Unlike traditional taxis, Uber passengers aren’t expected to tip; you can’t even add a tip on the app. However, Uber did recently settle a class-action lawsuit by allowing drivers to solicit and receive tips, but only in cash. One big problem: This policy appears to be illegal in multiple states.
Many states and municipalities now have regulations that specifically address Uber and other “transportation network companies,” as they’re usually referred to in legalese. Unfortunately for drivers, more than a few of these regulations often restrict drivers’ ability to carry or transact business in cash.
Bloomberg Technology reports that the majority of states have laws that regulate TNCs, and 13 of them ban giving cash to drivers.

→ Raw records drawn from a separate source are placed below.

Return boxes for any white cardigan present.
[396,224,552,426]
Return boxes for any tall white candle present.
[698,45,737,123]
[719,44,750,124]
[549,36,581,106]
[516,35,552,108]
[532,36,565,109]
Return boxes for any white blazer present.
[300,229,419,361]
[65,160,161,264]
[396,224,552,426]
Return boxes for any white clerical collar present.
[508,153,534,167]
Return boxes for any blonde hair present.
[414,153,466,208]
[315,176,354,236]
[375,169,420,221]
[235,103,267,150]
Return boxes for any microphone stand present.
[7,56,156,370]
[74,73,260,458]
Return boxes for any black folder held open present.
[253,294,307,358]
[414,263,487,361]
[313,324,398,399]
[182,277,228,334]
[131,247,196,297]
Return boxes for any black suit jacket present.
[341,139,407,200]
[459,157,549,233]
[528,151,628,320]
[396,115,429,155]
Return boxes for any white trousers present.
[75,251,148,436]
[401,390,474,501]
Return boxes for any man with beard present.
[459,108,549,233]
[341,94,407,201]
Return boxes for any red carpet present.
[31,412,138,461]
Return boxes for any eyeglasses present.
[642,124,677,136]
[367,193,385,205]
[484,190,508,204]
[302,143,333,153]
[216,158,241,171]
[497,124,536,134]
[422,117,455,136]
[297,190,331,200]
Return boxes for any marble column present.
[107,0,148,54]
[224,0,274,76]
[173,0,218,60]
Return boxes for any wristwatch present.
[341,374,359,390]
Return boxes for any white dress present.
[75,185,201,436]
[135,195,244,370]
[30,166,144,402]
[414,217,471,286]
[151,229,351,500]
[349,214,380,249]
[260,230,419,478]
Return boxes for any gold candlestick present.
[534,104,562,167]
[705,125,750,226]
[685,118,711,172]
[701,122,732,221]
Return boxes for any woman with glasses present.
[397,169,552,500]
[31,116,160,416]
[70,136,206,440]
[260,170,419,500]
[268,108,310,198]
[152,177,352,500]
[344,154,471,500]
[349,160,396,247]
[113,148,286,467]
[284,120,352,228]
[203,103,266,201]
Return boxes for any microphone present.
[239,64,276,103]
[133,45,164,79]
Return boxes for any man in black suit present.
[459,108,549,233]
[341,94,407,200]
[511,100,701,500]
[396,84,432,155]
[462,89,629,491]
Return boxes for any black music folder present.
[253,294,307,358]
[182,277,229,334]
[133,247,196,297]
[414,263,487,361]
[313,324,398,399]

That could be for off-meter rides, or it could be for tips.
In New York City, for example, drivers don’t have to turn down any tips that you voluntarily give them, but aren’t allowed to solicit them by putting a tip jar in the backseat or by asking. Violations cost the driver a $50 fine.

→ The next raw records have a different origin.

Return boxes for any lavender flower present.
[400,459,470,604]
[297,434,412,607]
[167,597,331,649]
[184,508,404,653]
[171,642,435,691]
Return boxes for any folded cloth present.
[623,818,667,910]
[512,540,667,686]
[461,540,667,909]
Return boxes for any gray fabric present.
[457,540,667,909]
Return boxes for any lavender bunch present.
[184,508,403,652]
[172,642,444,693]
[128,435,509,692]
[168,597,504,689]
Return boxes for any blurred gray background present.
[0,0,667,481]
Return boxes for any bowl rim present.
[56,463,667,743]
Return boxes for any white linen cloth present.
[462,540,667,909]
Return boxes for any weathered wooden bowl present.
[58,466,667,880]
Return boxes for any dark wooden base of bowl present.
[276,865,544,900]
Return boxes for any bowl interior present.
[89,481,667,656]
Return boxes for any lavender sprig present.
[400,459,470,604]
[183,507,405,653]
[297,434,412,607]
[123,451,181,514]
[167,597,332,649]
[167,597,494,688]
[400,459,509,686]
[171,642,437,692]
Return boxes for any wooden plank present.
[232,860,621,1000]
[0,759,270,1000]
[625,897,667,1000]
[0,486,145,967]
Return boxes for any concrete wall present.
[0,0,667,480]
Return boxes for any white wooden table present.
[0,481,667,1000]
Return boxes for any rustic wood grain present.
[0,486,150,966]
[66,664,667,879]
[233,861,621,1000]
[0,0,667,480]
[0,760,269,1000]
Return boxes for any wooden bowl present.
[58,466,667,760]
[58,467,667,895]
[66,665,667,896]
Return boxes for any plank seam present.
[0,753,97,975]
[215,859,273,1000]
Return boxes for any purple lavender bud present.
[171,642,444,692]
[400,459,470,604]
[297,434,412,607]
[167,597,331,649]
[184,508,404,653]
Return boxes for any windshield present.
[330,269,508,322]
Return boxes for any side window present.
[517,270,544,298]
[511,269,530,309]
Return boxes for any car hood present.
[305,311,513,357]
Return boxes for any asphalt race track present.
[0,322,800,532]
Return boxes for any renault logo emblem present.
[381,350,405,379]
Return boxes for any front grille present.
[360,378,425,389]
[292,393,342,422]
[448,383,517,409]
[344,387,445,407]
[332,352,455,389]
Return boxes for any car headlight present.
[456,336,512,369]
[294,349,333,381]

The Independent Drivers Guild, the group that isn’t really a union and represents the interests of drivers in New York City, plans to ask the city’s Taxi and Limousine Commission to require that tipping be part of TNC apps.
In the rest of New York state, ride-hailing apps aren’t yet legal, and a decision will come from the state capitol sometime this week. The bill that would legalize TNCs is based on model legislation for the industry, and bans tipping.
A similar statewide bill is also in progress in Texas, where Uber and Lyft don’t serve the state capital of Austin,
Lyft, by the way, does allow passengers to tip through the app. This issue is a really a battle between Uber, its drivers, and the social norms that tell us that taxi drivers are a profession that should be tipped.
Uber has historically told passengers that tips are included, or that no tip is needed, but drivers would prefer to follow the norm established for taxi drivers.